Non-presidential candidate Paul Ryan would like you to count him out of the race for the Republican nomination for president and dismiss all fantasies that he will unite his splintered party after being drafted as the nominee during a contested convention. He said that on Tuesday afternoon in a quaint and brief press conference at the Republican National Headquarters, and he’s been spreading a similar message for quite some time. Is the Speaker of the House, who was incidentally drafted into that position after saying that he didn’t want it, being clear enough? Ryan has made strong statements about the distressing direction of this campaign and released a video about the politics of the moment on his YouTube page that could easily be mistaken for a campaign ad.

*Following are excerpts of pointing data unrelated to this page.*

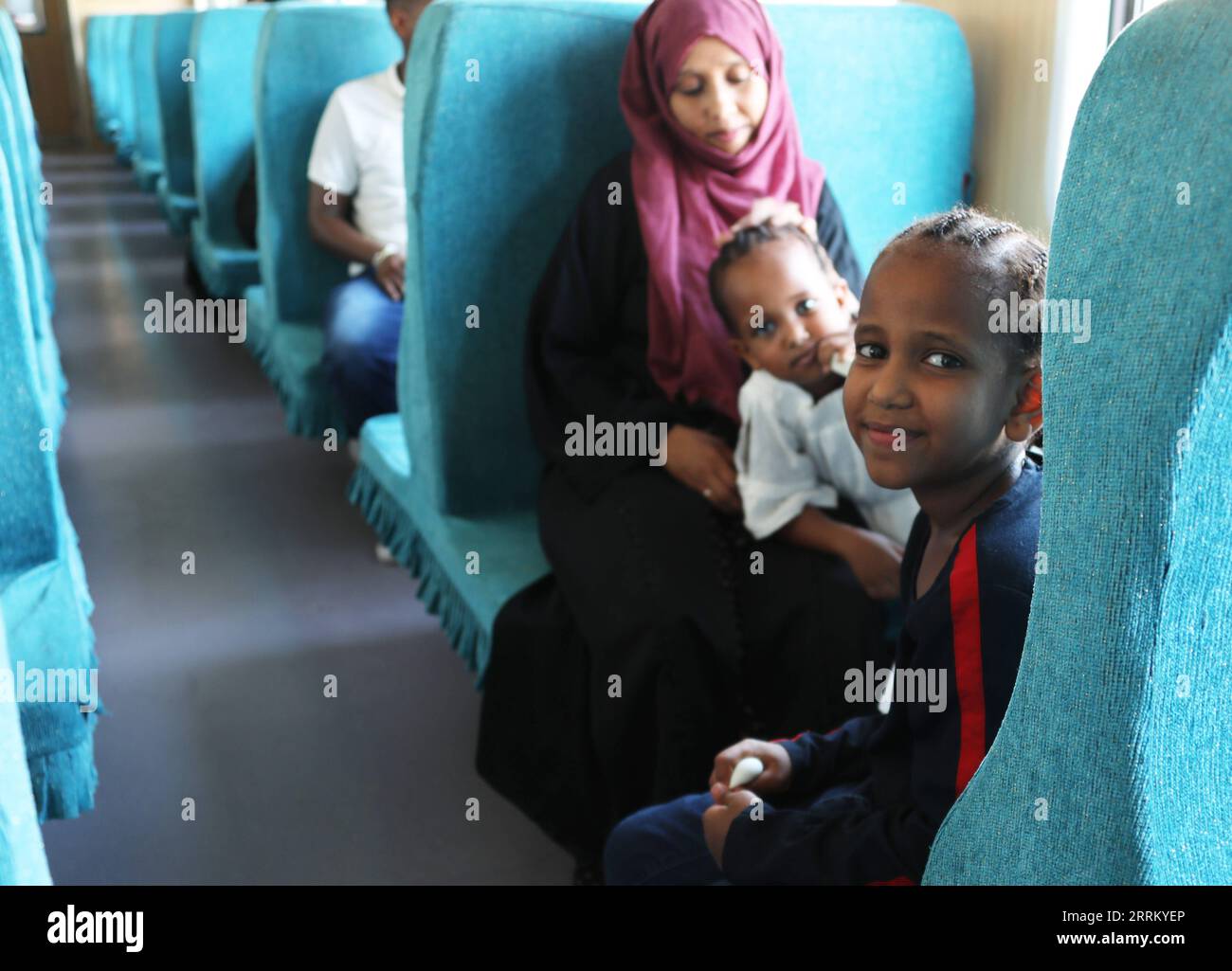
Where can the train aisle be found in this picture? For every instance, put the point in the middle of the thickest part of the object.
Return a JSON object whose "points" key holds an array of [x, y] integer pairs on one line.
{"points": [[214, 679]]}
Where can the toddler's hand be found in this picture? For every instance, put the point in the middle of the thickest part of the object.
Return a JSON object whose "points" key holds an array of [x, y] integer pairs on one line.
{"points": [[876, 562], [775, 777]]}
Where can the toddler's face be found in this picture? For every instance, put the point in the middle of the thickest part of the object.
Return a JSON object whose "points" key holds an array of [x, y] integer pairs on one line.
{"points": [[932, 387], [785, 303]]}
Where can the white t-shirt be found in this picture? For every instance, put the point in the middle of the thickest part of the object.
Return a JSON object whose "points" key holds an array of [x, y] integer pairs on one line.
{"points": [[357, 151], [793, 453]]}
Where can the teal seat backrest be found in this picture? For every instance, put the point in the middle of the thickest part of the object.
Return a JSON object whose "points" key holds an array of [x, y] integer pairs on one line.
{"points": [[496, 168], [223, 49], [122, 81], [148, 144], [1113, 764], [23, 216], [95, 65], [27, 508], [306, 52], [175, 111], [12, 75]]}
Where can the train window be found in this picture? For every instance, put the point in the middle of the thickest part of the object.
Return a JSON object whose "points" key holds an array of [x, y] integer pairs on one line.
{"points": [[28, 15]]}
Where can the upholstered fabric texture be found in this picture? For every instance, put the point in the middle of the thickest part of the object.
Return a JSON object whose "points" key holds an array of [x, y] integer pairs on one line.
{"points": [[148, 146], [172, 47], [1113, 763]]}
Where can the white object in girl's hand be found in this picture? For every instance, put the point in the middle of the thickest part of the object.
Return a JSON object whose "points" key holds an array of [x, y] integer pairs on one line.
{"points": [[746, 770]]}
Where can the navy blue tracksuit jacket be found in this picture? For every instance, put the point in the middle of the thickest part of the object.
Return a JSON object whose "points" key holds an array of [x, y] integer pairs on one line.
{"points": [[910, 765]]}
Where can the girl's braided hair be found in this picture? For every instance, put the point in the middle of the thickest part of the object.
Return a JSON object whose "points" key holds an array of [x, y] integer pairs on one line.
{"points": [[1009, 258]]}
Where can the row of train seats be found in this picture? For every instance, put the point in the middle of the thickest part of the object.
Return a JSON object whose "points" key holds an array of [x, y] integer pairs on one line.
{"points": [[510, 107], [45, 639]]}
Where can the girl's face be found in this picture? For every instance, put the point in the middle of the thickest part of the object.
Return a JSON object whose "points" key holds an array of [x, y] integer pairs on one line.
{"points": [[717, 97], [932, 394]]}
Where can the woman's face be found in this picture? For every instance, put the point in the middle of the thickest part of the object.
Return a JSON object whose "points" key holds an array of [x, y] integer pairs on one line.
{"points": [[717, 97]]}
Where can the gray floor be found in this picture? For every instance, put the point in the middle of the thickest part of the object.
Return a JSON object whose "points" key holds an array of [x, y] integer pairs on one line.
{"points": [[214, 680]]}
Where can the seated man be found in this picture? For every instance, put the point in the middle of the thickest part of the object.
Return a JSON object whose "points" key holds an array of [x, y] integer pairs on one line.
{"points": [[357, 208]]}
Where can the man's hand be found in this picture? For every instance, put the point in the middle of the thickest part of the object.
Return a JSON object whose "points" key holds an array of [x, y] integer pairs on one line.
{"points": [[774, 211], [705, 463], [390, 275], [717, 820]]}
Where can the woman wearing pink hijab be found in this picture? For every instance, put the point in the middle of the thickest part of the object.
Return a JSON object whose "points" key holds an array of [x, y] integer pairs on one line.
{"points": [[663, 636]]}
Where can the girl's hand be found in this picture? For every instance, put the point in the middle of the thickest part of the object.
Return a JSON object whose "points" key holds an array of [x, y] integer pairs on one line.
{"points": [[705, 463], [774, 211], [717, 820], [876, 562], [775, 777]]}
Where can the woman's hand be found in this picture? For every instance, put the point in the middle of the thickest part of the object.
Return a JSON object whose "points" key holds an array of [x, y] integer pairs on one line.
{"points": [[774, 211], [775, 777], [705, 463], [876, 562]]}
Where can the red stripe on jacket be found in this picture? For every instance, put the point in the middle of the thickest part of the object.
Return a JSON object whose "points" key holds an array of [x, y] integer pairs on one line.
{"points": [[969, 667]]}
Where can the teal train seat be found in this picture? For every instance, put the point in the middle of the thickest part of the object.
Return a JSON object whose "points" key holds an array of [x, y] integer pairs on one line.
{"points": [[148, 142], [122, 85], [42, 583], [1113, 763], [176, 187], [98, 29], [23, 856], [306, 52], [223, 49], [25, 165], [496, 167]]}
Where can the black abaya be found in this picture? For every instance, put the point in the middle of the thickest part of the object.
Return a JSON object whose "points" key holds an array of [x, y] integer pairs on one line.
{"points": [[615, 681]]}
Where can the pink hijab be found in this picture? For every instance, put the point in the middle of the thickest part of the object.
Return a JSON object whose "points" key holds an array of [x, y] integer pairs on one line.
{"points": [[689, 191]]}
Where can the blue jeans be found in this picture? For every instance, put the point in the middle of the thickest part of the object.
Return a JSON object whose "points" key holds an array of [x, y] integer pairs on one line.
{"points": [[362, 327], [664, 845]]}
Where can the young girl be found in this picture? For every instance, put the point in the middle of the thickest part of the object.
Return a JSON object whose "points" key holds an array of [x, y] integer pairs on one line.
{"points": [[788, 310], [652, 581], [861, 803]]}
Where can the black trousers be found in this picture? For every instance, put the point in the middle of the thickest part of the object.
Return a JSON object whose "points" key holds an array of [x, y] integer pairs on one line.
{"points": [[664, 634]]}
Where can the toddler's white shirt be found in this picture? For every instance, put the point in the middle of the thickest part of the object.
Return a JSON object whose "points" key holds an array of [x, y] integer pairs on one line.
{"points": [[793, 451]]}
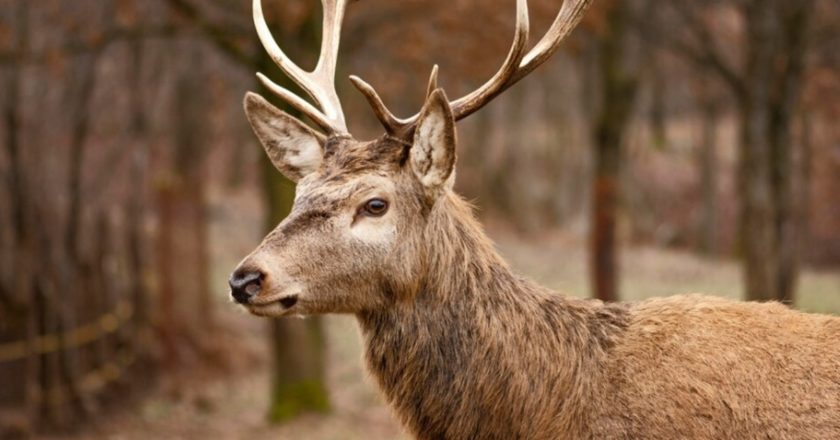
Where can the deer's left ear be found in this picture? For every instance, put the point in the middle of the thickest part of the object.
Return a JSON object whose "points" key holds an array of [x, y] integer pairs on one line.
{"points": [[295, 149], [433, 153]]}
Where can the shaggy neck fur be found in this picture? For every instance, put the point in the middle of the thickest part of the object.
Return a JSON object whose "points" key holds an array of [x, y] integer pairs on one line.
{"points": [[431, 354]]}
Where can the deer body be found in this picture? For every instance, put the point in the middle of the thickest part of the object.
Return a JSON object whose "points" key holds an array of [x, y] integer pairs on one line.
{"points": [[465, 349], [484, 354]]}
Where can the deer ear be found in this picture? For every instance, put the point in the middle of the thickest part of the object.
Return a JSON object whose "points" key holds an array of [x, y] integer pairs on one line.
{"points": [[295, 149], [433, 153]]}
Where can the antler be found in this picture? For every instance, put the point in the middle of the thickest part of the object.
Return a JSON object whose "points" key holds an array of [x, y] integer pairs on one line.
{"points": [[517, 65], [318, 84]]}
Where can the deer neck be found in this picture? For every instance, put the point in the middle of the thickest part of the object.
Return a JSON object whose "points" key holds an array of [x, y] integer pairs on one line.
{"points": [[475, 331]]}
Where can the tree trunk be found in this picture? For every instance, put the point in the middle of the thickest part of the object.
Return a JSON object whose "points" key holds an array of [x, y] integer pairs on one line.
{"points": [[618, 87], [769, 228], [757, 225], [794, 19], [708, 161]]}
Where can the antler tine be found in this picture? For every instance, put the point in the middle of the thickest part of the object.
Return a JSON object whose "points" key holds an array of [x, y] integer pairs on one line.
{"points": [[499, 82], [432, 82], [318, 84], [567, 19], [516, 66], [393, 125]]}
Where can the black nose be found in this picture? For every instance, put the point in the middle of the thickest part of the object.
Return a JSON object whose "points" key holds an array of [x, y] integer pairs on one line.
{"points": [[244, 285]]}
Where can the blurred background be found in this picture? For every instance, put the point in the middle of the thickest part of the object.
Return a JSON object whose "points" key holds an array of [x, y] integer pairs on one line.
{"points": [[669, 147]]}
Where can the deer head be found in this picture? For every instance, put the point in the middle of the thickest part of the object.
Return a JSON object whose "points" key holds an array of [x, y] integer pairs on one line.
{"points": [[356, 238]]}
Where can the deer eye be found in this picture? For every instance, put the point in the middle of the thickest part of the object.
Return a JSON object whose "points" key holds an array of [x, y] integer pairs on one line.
{"points": [[375, 208]]}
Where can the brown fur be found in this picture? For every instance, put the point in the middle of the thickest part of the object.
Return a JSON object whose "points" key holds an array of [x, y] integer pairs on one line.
{"points": [[465, 349]]}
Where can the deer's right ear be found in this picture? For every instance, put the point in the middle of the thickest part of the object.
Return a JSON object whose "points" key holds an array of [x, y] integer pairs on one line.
{"points": [[295, 149], [433, 153]]}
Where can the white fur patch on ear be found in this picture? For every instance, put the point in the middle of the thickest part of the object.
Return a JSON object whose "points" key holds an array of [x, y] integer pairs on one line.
{"points": [[294, 149], [433, 152]]}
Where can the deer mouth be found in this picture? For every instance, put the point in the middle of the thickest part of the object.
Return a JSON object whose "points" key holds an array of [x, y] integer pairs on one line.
{"points": [[273, 307]]}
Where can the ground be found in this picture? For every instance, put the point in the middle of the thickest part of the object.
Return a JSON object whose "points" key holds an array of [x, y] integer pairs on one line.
{"points": [[233, 406]]}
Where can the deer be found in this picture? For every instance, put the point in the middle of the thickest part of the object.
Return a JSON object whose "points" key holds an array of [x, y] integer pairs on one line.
{"points": [[460, 345]]}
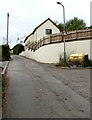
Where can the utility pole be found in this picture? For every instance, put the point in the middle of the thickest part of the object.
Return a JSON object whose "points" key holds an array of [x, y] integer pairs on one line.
{"points": [[64, 33], [7, 27]]}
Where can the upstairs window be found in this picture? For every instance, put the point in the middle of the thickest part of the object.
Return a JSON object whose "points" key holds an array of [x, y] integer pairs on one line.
{"points": [[48, 31]]}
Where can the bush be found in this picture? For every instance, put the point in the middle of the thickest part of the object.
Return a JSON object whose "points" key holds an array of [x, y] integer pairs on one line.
{"points": [[4, 52], [18, 49]]}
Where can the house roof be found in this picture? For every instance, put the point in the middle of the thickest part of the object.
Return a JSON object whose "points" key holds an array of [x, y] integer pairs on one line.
{"points": [[39, 26]]}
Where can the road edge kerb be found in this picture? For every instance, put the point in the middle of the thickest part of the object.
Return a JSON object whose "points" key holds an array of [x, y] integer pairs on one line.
{"points": [[5, 68]]}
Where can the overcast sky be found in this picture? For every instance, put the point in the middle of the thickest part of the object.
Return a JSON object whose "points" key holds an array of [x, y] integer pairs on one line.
{"points": [[25, 15]]}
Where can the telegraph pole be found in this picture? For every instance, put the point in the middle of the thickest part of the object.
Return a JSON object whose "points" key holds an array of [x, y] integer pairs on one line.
{"points": [[7, 27]]}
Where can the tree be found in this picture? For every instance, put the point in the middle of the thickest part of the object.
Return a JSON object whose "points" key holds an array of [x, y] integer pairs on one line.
{"points": [[18, 49], [73, 24], [4, 52]]}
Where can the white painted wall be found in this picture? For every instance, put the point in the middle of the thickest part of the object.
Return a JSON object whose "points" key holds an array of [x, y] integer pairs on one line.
{"points": [[51, 53], [40, 32]]}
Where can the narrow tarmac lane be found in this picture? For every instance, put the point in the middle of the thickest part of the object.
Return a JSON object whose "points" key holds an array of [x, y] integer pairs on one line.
{"points": [[34, 92]]}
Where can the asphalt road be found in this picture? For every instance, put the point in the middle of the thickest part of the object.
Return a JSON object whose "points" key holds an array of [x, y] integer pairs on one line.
{"points": [[41, 91]]}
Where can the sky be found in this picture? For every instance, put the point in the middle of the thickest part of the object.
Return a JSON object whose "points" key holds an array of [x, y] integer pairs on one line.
{"points": [[25, 15]]}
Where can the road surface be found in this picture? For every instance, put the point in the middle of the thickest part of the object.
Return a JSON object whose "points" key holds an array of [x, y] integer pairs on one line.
{"points": [[42, 91]]}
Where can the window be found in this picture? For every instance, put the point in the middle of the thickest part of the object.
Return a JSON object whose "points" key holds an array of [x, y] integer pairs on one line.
{"points": [[48, 31]]}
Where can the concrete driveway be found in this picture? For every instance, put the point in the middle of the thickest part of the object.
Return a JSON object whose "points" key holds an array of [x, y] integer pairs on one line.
{"points": [[42, 91]]}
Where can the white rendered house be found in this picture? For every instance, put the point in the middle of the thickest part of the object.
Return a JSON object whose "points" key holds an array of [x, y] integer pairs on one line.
{"points": [[46, 28]]}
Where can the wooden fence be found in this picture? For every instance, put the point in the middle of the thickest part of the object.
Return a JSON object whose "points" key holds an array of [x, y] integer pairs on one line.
{"points": [[58, 38]]}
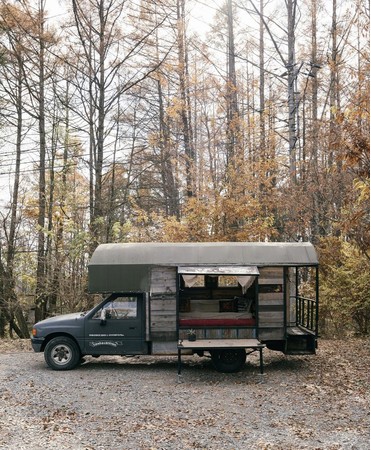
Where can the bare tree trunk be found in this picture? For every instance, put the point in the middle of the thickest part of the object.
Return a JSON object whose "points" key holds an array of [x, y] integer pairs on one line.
{"points": [[291, 81], [233, 128], [189, 150], [40, 301]]}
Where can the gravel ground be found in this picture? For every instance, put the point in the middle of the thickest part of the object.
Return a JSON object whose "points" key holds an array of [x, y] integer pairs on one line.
{"points": [[311, 402]]}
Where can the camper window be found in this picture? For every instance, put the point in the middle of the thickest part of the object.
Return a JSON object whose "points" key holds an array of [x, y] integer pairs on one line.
{"points": [[120, 308]]}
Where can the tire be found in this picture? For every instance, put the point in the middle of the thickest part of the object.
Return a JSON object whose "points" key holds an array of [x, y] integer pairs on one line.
{"points": [[229, 360], [62, 353]]}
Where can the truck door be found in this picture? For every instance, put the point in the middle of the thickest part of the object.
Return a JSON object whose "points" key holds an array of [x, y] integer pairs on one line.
{"points": [[117, 327]]}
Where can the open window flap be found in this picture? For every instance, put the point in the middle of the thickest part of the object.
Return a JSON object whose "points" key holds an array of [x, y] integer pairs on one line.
{"points": [[246, 281], [190, 280], [219, 270]]}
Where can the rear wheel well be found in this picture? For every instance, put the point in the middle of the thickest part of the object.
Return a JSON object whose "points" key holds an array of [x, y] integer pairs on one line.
{"points": [[58, 334]]}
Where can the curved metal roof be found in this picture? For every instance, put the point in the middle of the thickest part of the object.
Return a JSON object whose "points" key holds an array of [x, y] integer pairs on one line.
{"points": [[241, 253]]}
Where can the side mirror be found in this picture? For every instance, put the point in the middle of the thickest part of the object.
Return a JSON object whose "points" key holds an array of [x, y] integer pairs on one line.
{"points": [[103, 320]]}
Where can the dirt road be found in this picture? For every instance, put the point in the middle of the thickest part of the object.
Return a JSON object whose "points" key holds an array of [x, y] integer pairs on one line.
{"points": [[312, 402]]}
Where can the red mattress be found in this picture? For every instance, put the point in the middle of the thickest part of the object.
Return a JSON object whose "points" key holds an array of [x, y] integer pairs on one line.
{"points": [[192, 322]]}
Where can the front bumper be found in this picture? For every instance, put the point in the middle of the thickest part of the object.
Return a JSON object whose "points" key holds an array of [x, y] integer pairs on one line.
{"points": [[37, 343]]}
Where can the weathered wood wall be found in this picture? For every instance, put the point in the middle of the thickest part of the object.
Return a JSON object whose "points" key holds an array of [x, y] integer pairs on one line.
{"points": [[163, 304], [271, 304]]}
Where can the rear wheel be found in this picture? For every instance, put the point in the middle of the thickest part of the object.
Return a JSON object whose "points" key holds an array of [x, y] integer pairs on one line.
{"points": [[228, 360], [62, 353]]}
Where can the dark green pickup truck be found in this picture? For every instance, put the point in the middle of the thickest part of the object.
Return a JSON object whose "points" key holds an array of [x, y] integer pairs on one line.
{"points": [[231, 297]]}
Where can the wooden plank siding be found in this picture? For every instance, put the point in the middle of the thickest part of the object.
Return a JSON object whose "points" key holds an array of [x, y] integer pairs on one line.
{"points": [[163, 304], [271, 304]]}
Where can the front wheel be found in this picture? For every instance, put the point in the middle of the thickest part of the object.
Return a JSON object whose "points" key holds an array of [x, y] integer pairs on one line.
{"points": [[228, 360], [62, 353]]}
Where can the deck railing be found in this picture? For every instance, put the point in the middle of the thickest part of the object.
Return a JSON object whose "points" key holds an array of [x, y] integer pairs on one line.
{"points": [[306, 313]]}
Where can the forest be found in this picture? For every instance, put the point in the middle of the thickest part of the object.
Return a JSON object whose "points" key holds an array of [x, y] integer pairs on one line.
{"points": [[176, 121]]}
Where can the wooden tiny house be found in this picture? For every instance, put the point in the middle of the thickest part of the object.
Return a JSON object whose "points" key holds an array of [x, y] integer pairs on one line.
{"points": [[227, 292]]}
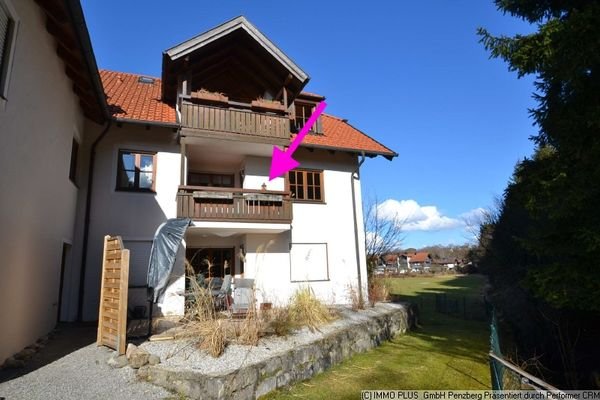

These aren’t the actions of a mere bystander, but he’s not that either. The fact is, Ryan is a party leader and a grown up who has, at times, felt the need to throw cold water on a primary that has often resembled a garbage fire. It’s part of his appeal, but he doesn’t appeal to everyone. And Ryan knows this, which is why he keeps pushing the wishers and the dreamers away. And why he is now advocating that the convention rules committee make it impossible for him to be drafted by making it a requirement that a candidate for the nomination be someone who has actually run as a candidate in this election.
Really, this is as strong as Ryan can humanly be in his rejection of the notion that he has an interest in benefiting from GOP infighting and a convention (of which he is the chairman) that may possibly descend into a circus-like-state if Donald Trump doesn’t get what he feels like he is owed after standing out as the frontrunner for the bulk of this primary and winning the popular vote. But it’s not public relations that drives him away from this theoretical opportunity, its political acumen and intelligence.